The PE 983 is equipped with a thermocouple detector and a high-gain detector signal amplifier. By photodiode standards, the response time of the detector system is very long; the system responds to the (instantaneous) change in light intensity by exponentially slewing to the appropriate output level. The rate of change is about 85 s-1 (time constant 12 milliseconds). Thus, the time to settle to the level appropriate to the light intensity is about 40 milliseconds if one wants the output to be at least 95% of the amount that is expected. However, the PE 983 operates with a 30 Hz chopper, which means that light switching occurs every 16.7 milliseconds; and the slow response of the detector system means that the signal from the detector has reached about 75% of the expected level, at which point the choppers switch the light and the detector exponentially slews to the new level. Since the detector's output never reaches the true level, the correct value for the transmission of a sample cannot be computed directly. The %T scale of the instrument must be "calibrated," since calculation cannot produce the correct answer from incorrect raw values.

The original Perkin-Elmer 983 IR spectrophotometer uses an AC synchronous motor for its beam splitting chopper (BSC) and another for the pre-sample chopper (PSC). The BSC operates at 30 HZ and the PSC at 10 Hz. Considerable circuitry and firmware are used to ensure that the choppers are running in synchrony so that the switching among sample beam, reference beam and dark periods is known and stable.

The new OLIS 983 uses dedicated microcomputers to control the new stepping motors. Now, the BSC operates at 12.5 Hz and the PSC at (12.5/3) Hz. If the two motors start out of sync, the PSC motor is slowed gradually until the two motors come into the correct phase, at which point the PSC is restored to its normal speed [(12.5/3) Hz]. This computerized operation and synchronization of the two choppers is direct, exact, reliable, and reproducible. The BSC speed of 12.5 Hz allows collection of 2 data points per second.

The Perkin-Elmer 983 produces a certain sequence of signals (figure 1) at the detector as the two choppers operate (Ref1, DarkS, Ref2, Sam1, DarkR, Sam2; see page 3.2 of the PE 983 service manual, figure 3-9). With this sequence used, collection of R and S signals is widely separated in time, so that errant signals are collected for R and S if the detector signal is changing, as it does during filter or grating changes.
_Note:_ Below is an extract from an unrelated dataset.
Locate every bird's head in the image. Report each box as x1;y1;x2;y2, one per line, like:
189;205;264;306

The OLIS 983 uses a shifted sequence (Ref2, Sam1, DarkR, Sam2, Ref1, DarkS). In the new sequence, collection of S and R signals are as close together in time as possible, greatly minimizing errors if the detector signal is changing.

In the OLIS 983, the original coarse and fine position sensors at the grating table are retained and used. Now, however, a simple gate presents a signal to the controlling microcomputer when coarse AND fine sensors are both active. The grating table position is thereby determined very precisely. All subsequent movement of the gratings are based on this "calibration" point. The table rotates 0.002 degrees per motor step, maintaining the same step resolution as the original.